ZnO nanoparticles/quartz surface acoustic wave (SAW) humidity sensors were fabricated, and their sensing performance was investigated. The pristine ZnO deposited on ST-cut quartz substrates by radio frequency magnetron sputtering is nanoparticles with grain sizes of 20-50 nm. The comparative analysis for humidity sensing applications of SAW-Love devices based on ZnO sensitive layers with different deposition pressures (0.25 Pa, 0.5 Pa, 1.0 Pa) was conducted, and their properties such as sensor sensitivity, response and recovery were studied. The sensors exhibit a good sensitivity in relative humidity (RH) from similar to 1% RH to 95% RH. Rayleigh mode and Sezawa mode frequency responses of the sensors increase with increasing humidity. The Sezawa mode shows 2-3 times higher humidity sensitivity than its Rayleigh mode counterpart for different RH. Rayleigh and Sezawa mode of 0.5 Pa ZnO nanoparticles-based SAW-Love sensor obtains a higher average sensitivity of 237.4 Hz/% RH and 388.1 Hz/% RH, respectively.

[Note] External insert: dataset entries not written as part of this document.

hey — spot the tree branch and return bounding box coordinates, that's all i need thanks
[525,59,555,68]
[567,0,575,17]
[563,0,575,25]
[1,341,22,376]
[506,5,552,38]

Furthermore, the measured response frequencies values decrease rapidly and returned to near the initial state after moisture off. This comparative study demonstrates that the SAW-Love based on Sezawa mode has a great potential for applications in chemo-sensors.

Automated summary

ZnO nanoparticles/quartz surface acoustic wave (SAW) humidity sensors were fabricated and investigated for their sensing performance; the study showed that SAW-Love sensors based on Sezawa mode have great potential in humidity detection applications.